Questa destra mi preoccupa perché è ideologicamente strutturata ed ha solidi riferimenti internazionali. Ed è lontana dallo statalismo del fascismo nostrano (opere pubbliche a debito e piena occupazione). Prende a prestito da Gramsci il concetto di egemonia, rovesciandolo su una base ideologica di tipo neo-conservatore. Dove i vecchi conservatori agivano sulla speranza della crescita economica (la società del benessere), questi agiscono sulla paura prodotta dai cambiamenti sociali. Il “neo” sta ad indicare l’esigenza di ridurre i diritti conquistati dal lungo ciclo socialdemocratico.
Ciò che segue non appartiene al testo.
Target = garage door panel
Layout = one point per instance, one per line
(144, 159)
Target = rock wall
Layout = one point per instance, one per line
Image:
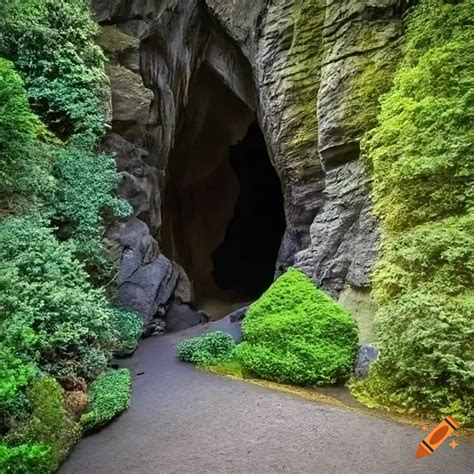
(312, 71)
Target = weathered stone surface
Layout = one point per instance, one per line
(140, 184)
(312, 70)
(131, 100)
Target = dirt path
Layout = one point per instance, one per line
(183, 420)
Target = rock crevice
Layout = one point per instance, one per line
(311, 70)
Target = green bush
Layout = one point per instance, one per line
(52, 44)
(47, 423)
(421, 156)
(24, 164)
(23, 459)
(15, 375)
(47, 293)
(110, 395)
(295, 333)
(208, 349)
(129, 328)
(86, 182)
Molti osservatori si chiedono come abbia fatto Elly a contendere vittoriosamente la Segreteria del PD. La risposta va cercata nel profondo della società italiana, nel vuoto lasciato dalle ideologie e dalla caduta dei corpi intermedi. E’ a questo “vuoto” che Schlein sembra guardare con i suoi “diritti”, il vuoto dovrà essere riempito con regole ma anche con funzioni e poteri che i territori e le periferie non hanno più. Anche perché in parte sono stati sottratti proprio dai neo-liberali: eliminazione dei Quartieri e delle Province, cesarismo dei Sindaci, crisi delle strutture territoriali dei partiti di massa. Pensiamo soltanto a come sono poco “rappresentati” nella nostra democrazia i diritti trasversali all’ambiente, alla salute, all’equo consumo. Si chiama “vuoto di rappresentanza”, negli anni ’70 era terreno di lotta per le Camere del Lavoro.
Schlein è apparsa abbastanza “moderna” per capire che una rete di diritti può riempire quel vuoto, abitato da individui atomizzati, esposti alle paure, rassegnati a subire i cambiamenti sociali senza agire su di essi.
“Le illusioni sociali cessano nella solitudine”, diceva un lucido Leopardi-politico esattamente 200 anni fa. Per risvegliare la forza di cambiamento delle comunità e/o delle classi sociali, per riaprire il ciclo delle “illusioni sociali”, occorre un lavoro politico che val la pena di praticare in un grande partito come il Partito Democratico e in un’ampia alleanza con forze progressiste.